For the second half of the circle, you need to specify a text-anchor of "end" so that the text is anchored where it should be. Currently it is anchored where it starts, which is fine for the first half of the circle.
When styling the text you'll need to perform a check to see if the text anchor needs to be set to "end" as opposed to "start":
text.style("text-anchor",function(d) { return isRotated(d) ? "end" : "start" })
With the check looking something like:
function isRotated(d) {
var rotation = (d.x + d.dx / 2) * 180 / Math.PI - 90;
return rotation > 90 ? true : false
}
The margins also need to be adjusted:
.attr("dx", function(d) {return isRotated(d) ? "-6" : "6"}) //margin

D3: Rotating labels in Bi-Level Partition

I'm using D3 and javascript to create a BiLevel Partition following this example. The labels in the left side of the diagram are upside down, and I was trying to rotate them, but I've not been successful yet.
I found numerous cases of people with the same problem, but using Sunburst. Also tried to implement those solutions, but I'm still unable to solve this problem.
<body>
<script src="http://d3js.org/d3.v3.min.js"></script>
<script>
/*var margin = {top: 350, right: 480, bottom: 350, left: 480},
radius = Math.min(margin.top, margin.right, margin.bottom, margin.left) - 10;*/
var width = 1200,
height = 1200,
radius = Math.min(width, height) / 2;
function filter_min_arc_size_text(d, i) {return (d.dx*d.depth*radius/3)>14};
var hue = d3.scale.category10();
var luminance = d3.scale.sqrt()
.domain([0, 1e6])
.clamp(true)
.range([90, 20]);
var svg = d3.select("body").append("svg")
.attr("width", width)
.attr("height", height)
.append("g")
.attr("transform", "translate(" + width / 2 + "," + (height / 2 + 10) + ")");
var partition = d3.layout.partition()
.sort(function(a, b) { return d3.ascending(a.name, b.name); })
.size([2 * Math.PI, radius]);
var arc = d3.svg.arc()
.startAngle(function(d) { return d.x; })
.endAngle(function(d) { return d.x + d.dx - .01 / (d.depth + .5); })
.innerRadius(function(d) { return radius / 3 * d.depth; })
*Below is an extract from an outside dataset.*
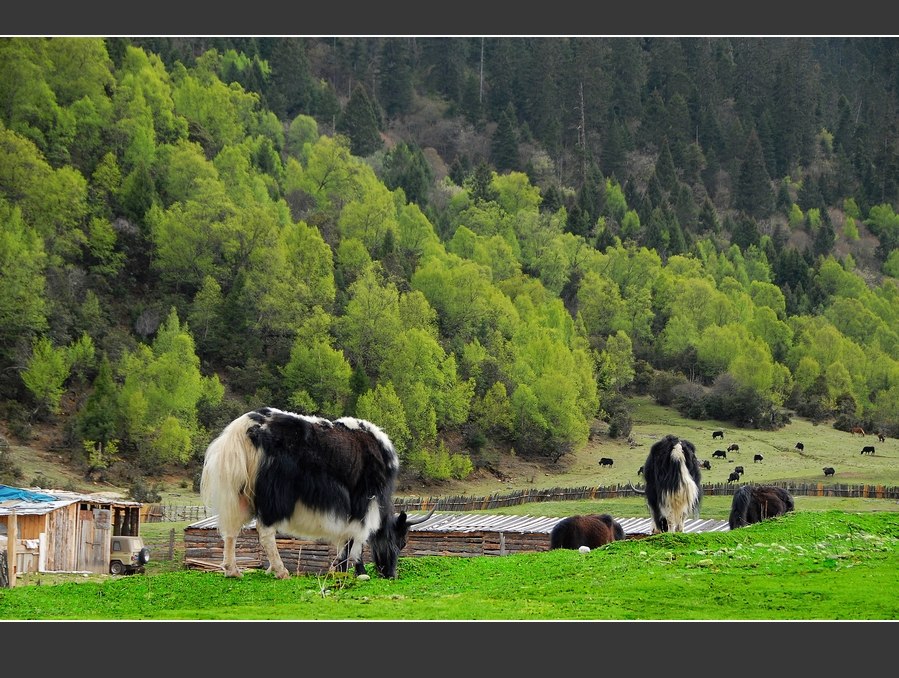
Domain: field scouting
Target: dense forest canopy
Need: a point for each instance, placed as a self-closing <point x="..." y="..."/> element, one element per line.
<point x="481" y="244"/>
.outerRadius(function(d) { return radius / 3 * (d.depth + 1) - 1; });
//Tooltip description
var tooltip = d3.select("body")
.append("div")
.attr("id", "tooltip")
.style("position", "absolute")
.style("z-index", "10")
.style("opacity", 0);
function format_number(x) {
return x.toString().replace(/\B(?=(\d{3})+(?!\d))/g, ",");
}
function format_description(d) {
var description = d.description;
return /* '<b>' + d.name + '</b></br>'+*/ d.description + '<br> (' + format_number(d.value) + ')';
}
function computeTextRotation(d) {
var ang = ((d.x + d.dx / 2) - Math.PI / 2) / Math.PI * 180;
return (ang > 90) ? 180 + ang : ang;
}
function mouseOverArc(d) {
d3.select(this).attr("stroke","black")
tooltip.html(format_description(d));
return tooltip.transition()
.duration(50)
.style("opacity", 0.9);
}
function mouseOutArc(){
d3.select(this).attr("stroke","")
return tooltip.style("opacity", 0);
}
function mouseMoveArc (d) {
return tooltip
.style("top", (d3.event.pageY-10)+"px")
.style("left", (d3.event.pageX+10)+"px");
}
var root_ = null;
d3.json("flare.json", function(error, root) {
if (error) return console.warn(error);
// Compute the initial layout on the entire tree to sum sizes.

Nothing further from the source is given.